New Professional Learning: We attempted to weave our general focus area into multiple subjects across two different schools. In PE, this looked like learning and teaching a variety of traditional Indigenous games that encouraged students to practice moving deliberately, listening intently, and looking around them with purpose.
For finding new games, resources like “Indigenous Games for Children” by High Five (https://www.nscrd.com/uploads/document/files/indigenous-games-for-children-en.pdf) were invaluable. When we settled further into the process on a native and edible plant guidebook, we consulted a variety of local plant guides for ideas and templates to guide our approach.
Taking Action: From the beginning, each of us were coming at the NOIIE from different circumstances and backgrounds: only one of us was a classroom teacher this year; another was teaching PE and Indigenous student support; and the third member began by filling in for a Gr.7 class, then worked as a TTOC, then took on a K-7 Indigenous student support role. Despite the challenges presented by this lack of stability, so to speak, we were united by our common drive to engage in meaningful environmental education through an Indigenous lens. As the year progressed, we kept finding new ways to support and build the project: bringing in Indigenous Elders to discuss local flora and fauna, playing Indigenous games in PE, discussing native vs. invasive plants and participating in a weed pull, safely lighting and cleaning up campfires, and finally planting and researching a variety of local and edible plants. Although the process felt scattered at times — as if the nucleus was a bit amorphous — everything we were doing was falling in line with FPPL #2: Learning is holistic, reflexive, reflective, experiential, and relational. Each of us was responding to our different contexts and students to move our collective learning in the same general direction. What helped pull everything together was a common project that we produced at the end: a native and edible plant guidebook that we had printed and bound by a local publisher. This united the students from two schools who had never met in their common learning and gave the students something tangible that looked AMAZING that they could take home, continue learning from, and feel good about.
Checking: Our students certainly developed broader vocabularies for looking at and talking about nature. The way they answer prompting questions now in June is more detailed and perceptive: they’ll discuss the feel of the bark or the ridged edges of a leaf, and sometimes make a connection back to what kind of species they may be looking at. Our Leave No Trace approach also gained momentum throughout the year; students really got behind the idea that they should walk more carefully in the forest, try not to break plants or step on bugs, etc. There is certainly more learning to be done, and they will continue progressing as they age and move up through the grade levels, but we’re satisfied with our activities this year as a promising baseline for future learning.

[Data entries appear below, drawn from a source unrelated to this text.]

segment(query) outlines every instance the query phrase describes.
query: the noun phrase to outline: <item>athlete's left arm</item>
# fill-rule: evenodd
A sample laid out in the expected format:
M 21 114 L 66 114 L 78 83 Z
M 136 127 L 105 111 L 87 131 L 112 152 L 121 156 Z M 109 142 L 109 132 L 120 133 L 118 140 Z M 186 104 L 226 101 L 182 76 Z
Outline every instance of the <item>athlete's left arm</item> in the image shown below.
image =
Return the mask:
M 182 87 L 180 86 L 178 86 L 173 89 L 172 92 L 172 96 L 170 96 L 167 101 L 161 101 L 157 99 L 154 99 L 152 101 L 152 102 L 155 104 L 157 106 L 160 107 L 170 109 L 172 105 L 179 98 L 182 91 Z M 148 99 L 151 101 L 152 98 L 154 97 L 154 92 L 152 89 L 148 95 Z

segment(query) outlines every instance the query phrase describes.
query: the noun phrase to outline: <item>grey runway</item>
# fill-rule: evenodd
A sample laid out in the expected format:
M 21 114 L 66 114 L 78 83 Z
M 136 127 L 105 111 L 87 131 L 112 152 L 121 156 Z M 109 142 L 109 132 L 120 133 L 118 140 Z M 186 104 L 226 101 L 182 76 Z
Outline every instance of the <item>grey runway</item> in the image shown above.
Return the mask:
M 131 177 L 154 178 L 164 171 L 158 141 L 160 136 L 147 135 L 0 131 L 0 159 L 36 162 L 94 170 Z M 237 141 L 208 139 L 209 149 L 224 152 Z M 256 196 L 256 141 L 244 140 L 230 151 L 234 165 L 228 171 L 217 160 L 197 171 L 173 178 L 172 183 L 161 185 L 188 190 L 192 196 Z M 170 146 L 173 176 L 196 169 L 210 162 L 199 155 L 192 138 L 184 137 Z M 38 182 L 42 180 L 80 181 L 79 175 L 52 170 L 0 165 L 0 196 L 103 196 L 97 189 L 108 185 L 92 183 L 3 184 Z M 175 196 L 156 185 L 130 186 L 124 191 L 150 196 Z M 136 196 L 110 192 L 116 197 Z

Reflections/Advice: We learned that it’s okay not to have everything perfectly mapped out when you begin a project like this — that exploring alongside your students is half the fun! That allowed us to adapt to changes in this difficult year and continuously brainstorm new ways to approach the same general target. We plan to involve high school students next year in designing the layout for future booklets, instead of the teachers handling that part. Our students can now build on this foundation by exploring new plants and looking for even more subtleties to distinguish plants from one another.